World Wildlife Day: Dr James Guest and the impact of global carbon emissions on coral reefs

Submitted by Salix on Tue, 03/03/2020 - 10:11

World Wildlife Day: Dr James Guest and the impact of global carbon emissions on coral reefs

This World Wildlife Day (3rd March), Salix is celebrating a reduction of 821,583 tonnes of carbon dioxide across the public sector per annum[1] contributing to UK and international efforts to minimise the impact of global warming on our planet. The effect of global warming is far-reaching, affecting fragile ecosystems such as coral reefs and putting local and global resources at risk.

We spoke to Dr James Guest, a coral researcher at Newcastle University, to discuss the impact of greenhouse gases on coral reef systems and the importance of reducing these.

Dr Guest leads a 5-year European Research Council funded research program called Coralassist that aims to test the feasibility of selectively breeding corals for heat tolerance.

The impact of global carbon emissions on coral reefs

One of the largest threats to coral reefs comes from the increasing amount of carbon dioxide and other greenhouse gasses being put into the atmosphere. Carbon dioxide traps heat, so the more of it we produce, the warmer the planet and the oceans become.

Tropical corals live in warm water that can fluctuate in temperature naturally over the day and throughout the year. However, in the summer, if an abnormal spike in temperature occurs which goes over the corals temperature threshold by one or two degrees, it exhibits a stress response that we call coral bleaching. Algae inside the coral, which have a symbiotic relationship (giving it nutrients and colour), can become stressed and die. This causes the coral to lose its colour, becoming ghostly white, and if these high temperatures persist the coral will eventually die.

Over the past 30 years there have been several mass bleaching events that led to widespread coral mortality. These events are increasing in their frequency and intensity. For example, in 2016 and 2017 the Great Barrier Reef in Australia lost an estimated one third of its corals due to heat stress. Imagine if we lost one third of the trees in Britain in the space of two years and you can picture what this is like.

Another long-term effect from increased carbon dioxide in the atmosphere is the acidification of the oceans. The rise in acidity in the oceans can lead shellfish and corals to grow more slowly. This threat is equally worrying but will take longer to have an effect.  

Coral research and intervention

In the past, people would manage coral reefs locally from the effect of human interference such as sewage, fishing, tourism and anchoring on the reef. Now, coral reef systems that are classed as ‘pristine’ and sit away from the impacts of human activity are being hit by global warming. There is now a need to reduce atmospheric levels of greenhouse gases as well as encourage local management.

My research looks at active interventions that may assist reefs to persist in the face of climate change. Our work involves identifying corals which have a relatively high tolerance to heat and then to give natural selection a “nudge” by selectively breeding these in the laboratory until they are ready to be introduced to the wild. We are currently finding out if this ability is genetic and if they can pass this heat tolerance onto their offspring. By artificially boosting numbers of more heat tolerant corals on the reef, we aim to provide reefs with a greater chance of survival during the next bleaching event. This, of course, does not replace the need to deal with climate change directly, but may give some reefs a helping hand in the meantime.

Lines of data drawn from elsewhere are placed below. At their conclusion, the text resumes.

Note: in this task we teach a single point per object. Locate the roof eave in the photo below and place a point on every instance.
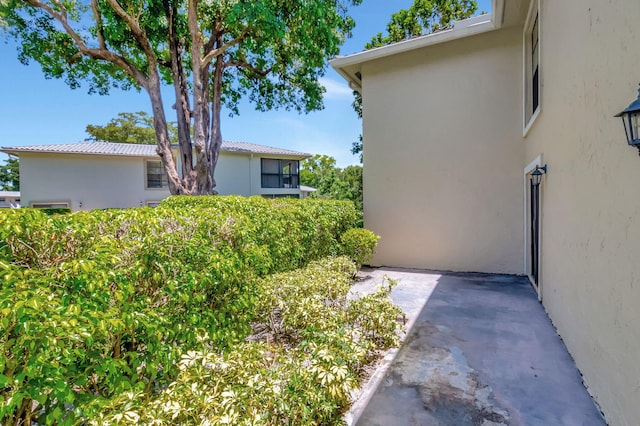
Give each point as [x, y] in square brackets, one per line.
[349, 67]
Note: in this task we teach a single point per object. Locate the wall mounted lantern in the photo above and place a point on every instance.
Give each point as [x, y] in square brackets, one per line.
[631, 121]
[536, 176]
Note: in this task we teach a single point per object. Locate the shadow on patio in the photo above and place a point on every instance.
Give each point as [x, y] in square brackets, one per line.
[479, 350]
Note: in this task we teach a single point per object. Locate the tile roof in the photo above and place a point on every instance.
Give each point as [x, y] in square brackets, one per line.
[136, 150]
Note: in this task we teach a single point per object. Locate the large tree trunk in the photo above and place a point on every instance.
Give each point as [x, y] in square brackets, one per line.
[216, 108]
[162, 135]
[204, 182]
[181, 106]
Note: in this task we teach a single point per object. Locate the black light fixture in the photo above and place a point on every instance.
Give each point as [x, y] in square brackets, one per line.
[631, 121]
[536, 176]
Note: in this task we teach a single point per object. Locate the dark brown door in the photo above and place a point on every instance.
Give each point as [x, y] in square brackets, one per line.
[535, 230]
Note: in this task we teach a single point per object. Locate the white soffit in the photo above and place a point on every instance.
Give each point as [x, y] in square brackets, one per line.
[349, 66]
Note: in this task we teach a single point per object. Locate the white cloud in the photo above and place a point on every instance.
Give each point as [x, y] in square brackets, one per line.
[335, 89]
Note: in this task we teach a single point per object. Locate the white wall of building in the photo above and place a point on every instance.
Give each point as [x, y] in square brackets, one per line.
[590, 273]
[85, 181]
[233, 174]
[443, 154]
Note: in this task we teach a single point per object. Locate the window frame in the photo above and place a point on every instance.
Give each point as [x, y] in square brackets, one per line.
[164, 183]
[283, 163]
[50, 204]
[532, 81]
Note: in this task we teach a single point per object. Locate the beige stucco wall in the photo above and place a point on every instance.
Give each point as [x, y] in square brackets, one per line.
[233, 174]
[591, 205]
[99, 181]
[443, 155]
[96, 181]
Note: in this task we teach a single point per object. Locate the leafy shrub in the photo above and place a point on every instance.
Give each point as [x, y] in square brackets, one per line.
[359, 245]
[97, 305]
[299, 367]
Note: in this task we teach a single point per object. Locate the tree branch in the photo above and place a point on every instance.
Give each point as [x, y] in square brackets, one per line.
[247, 66]
[98, 17]
[137, 31]
[208, 57]
[101, 54]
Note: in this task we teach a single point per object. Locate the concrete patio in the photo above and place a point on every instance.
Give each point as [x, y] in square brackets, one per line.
[479, 350]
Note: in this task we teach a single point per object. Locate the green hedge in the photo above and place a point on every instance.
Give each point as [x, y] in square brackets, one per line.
[305, 357]
[96, 304]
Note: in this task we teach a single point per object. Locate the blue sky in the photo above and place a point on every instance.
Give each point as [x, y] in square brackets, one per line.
[35, 111]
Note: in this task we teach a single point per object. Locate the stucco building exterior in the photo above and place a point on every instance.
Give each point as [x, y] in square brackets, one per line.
[90, 175]
[454, 125]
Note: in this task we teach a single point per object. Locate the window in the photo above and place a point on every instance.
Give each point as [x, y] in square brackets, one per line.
[50, 205]
[280, 173]
[156, 176]
[532, 65]
[274, 196]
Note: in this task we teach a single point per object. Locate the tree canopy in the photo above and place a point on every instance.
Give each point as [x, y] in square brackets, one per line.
[129, 127]
[10, 175]
[330, 181]
[422, 17]
[212, 53]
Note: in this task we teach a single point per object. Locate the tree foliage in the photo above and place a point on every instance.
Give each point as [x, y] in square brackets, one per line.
[199, 309]
[10, 175]
[422, 17]
[212, 53]
[330, 181]
[129, 127]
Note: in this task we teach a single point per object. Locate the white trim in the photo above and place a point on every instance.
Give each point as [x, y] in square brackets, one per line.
[534, 10]
[529, 168]
[146, 175]
[464, 28]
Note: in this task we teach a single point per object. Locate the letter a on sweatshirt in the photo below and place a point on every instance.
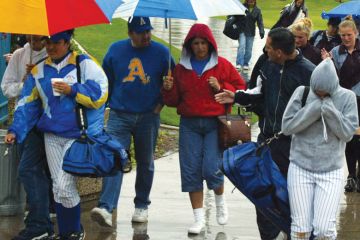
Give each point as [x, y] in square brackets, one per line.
[136, 69]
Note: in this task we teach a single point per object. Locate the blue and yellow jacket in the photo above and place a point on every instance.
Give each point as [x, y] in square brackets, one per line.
[37, 106]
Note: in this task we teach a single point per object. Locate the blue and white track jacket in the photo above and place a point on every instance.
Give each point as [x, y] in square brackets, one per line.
[37, 106]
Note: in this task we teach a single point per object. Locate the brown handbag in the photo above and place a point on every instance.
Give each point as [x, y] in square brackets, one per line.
[233, 129]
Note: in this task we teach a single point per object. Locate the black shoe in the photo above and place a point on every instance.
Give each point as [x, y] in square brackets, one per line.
[25, 234]
[53, 237]
[76, 235]
[358, 184]
[351, 184]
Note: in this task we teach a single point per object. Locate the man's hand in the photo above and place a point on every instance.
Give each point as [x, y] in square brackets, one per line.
[214, 83]
[322, 94]
[225, 97]
[168, 82]
[62, 87]
[29, 67]
[10, 138]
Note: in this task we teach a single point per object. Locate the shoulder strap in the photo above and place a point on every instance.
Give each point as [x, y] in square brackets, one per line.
[305, 94]
[39, 61]
[80, 110]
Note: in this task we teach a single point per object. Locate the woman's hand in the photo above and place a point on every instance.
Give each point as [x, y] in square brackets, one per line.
[62, 87]
[325, 54]
[10, 138]
[168, 82]
[225, 97]
[214, 83]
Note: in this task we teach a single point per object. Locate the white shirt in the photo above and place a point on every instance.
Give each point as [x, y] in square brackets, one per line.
[11, 84]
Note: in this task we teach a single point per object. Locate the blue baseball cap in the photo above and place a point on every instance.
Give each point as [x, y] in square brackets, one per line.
[66, 35]
[139, 24]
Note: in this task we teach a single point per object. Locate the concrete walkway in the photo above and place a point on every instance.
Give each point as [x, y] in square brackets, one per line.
[170, 213]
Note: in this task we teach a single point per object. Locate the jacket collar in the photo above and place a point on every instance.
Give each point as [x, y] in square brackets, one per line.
[343, 50]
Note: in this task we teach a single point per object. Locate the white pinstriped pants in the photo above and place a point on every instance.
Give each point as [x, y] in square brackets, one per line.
[314, 201]
[64, 184]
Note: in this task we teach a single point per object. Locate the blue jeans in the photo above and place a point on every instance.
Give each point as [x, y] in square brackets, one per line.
[32, 174]
[280, 153]
[244, 50]
[199, 153]
[143, 127]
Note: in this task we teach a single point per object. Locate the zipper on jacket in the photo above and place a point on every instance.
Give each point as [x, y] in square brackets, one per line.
[277, 103]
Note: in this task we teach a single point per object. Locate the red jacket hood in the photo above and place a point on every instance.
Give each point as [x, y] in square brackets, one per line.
[201, 31]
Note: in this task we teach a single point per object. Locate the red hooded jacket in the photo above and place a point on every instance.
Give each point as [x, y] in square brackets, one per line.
[192, 94]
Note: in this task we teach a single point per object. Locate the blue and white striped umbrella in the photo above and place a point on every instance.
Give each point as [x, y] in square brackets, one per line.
[344, 9]
[183, 9]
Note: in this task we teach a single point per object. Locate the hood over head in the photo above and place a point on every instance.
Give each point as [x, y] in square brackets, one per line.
[199, 30]
[324, 77]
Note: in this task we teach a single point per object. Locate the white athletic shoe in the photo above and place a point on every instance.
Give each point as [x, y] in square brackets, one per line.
[140, 215]
[197, 227]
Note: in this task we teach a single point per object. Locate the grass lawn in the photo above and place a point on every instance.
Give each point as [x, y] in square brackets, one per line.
[271, 10]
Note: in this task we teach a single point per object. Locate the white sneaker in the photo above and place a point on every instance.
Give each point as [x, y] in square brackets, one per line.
[197, 227]
[281, 236]
[222, 214]
[140, 215]
[101, 216]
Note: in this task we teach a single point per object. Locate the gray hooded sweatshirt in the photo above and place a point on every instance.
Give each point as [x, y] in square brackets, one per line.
[322, 127]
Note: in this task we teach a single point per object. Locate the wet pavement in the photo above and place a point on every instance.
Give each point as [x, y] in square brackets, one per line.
[170, 212]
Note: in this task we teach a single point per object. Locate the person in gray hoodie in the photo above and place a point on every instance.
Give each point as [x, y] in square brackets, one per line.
[320, 130]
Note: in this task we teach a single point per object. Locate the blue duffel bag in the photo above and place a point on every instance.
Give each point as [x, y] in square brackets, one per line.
[95, 156]
[250, 168]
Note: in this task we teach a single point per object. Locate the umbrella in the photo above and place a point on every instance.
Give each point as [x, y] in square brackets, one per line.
[344, 9]
[46, 17]
[183, 9]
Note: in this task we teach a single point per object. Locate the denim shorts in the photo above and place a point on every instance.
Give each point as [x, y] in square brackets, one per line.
[199, 153]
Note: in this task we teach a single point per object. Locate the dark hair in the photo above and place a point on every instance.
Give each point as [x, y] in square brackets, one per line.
[71, 33]
[283, 39]
[334, 21]
[187, 45]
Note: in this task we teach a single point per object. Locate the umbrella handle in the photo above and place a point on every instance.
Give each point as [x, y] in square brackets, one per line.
[169, 71]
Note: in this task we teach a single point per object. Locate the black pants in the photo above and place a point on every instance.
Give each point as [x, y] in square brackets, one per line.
[352, 153]
[280, 152]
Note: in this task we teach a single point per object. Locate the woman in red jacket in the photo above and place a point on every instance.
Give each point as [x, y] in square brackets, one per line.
[200, 74]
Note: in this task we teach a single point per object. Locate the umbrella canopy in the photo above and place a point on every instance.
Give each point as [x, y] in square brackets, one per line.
[344, 9]
[46, 17]
[184, 9]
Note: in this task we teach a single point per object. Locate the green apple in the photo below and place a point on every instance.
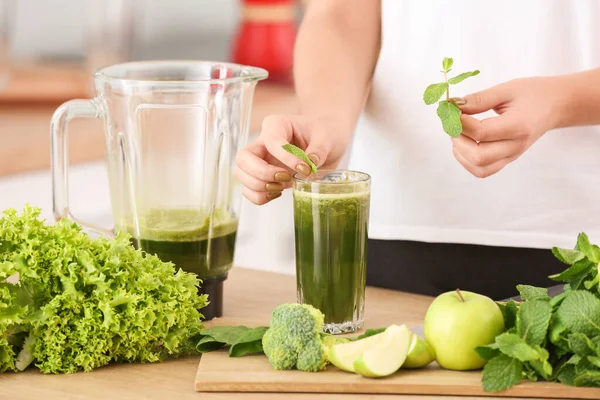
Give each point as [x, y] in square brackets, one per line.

The socio-economic importance of coral reefs

All ecosystems play a crucial role and, although corals don’t cover a huge area, they are one of the most diverse and productive marine ecosystems. They are extremely important and offer several services such as providing a habitat for marine life, contributing to the food chain which supports fishing industries and the local economy and tourism through activities such as diving sites. They also protect shorelines and local communities by acting as a natural buffer against storms.

Deriving from the same family as jellyfish, corals are relatively simple but fascinating animals. They produce a skeleton of calcium carbonate, creating vast geological structures which can be seen from space. These skeletons are still there even when the coral dies, but they slowly erode over time if there are no live, growing corals.

Why it is important to act now

Around 20 years ago, many scientists thought local management of reefs was probably more important than dealing with global stressors on reefs. Now it is clear now not only do we need to focus on local management but changing our behaviour and working towards reducing our global carbon emissions.

It’s great to see people starting to change their behaviour by flying less, eating less meat and driving less, but we should also be looking for people to take action by encouraging larger systemic changes at national and international levels to drastically reduce emissions.

One of the main challenges is convincing people to take climate action seriously. When the school strikes started happening, I felt optimism in the fact young people were making a stance and influencing big changes. The effect of climate change needs to be included more widely in education, allowing the future generations to start (or continue) having conversations about it. I think it’s essential we speak to people who don’t yet believe that climate change is the most serious challenge facing society and explain why it is important. It makes a difference.

 

[1] Figures to date (from 2004). From the Salix about us page here.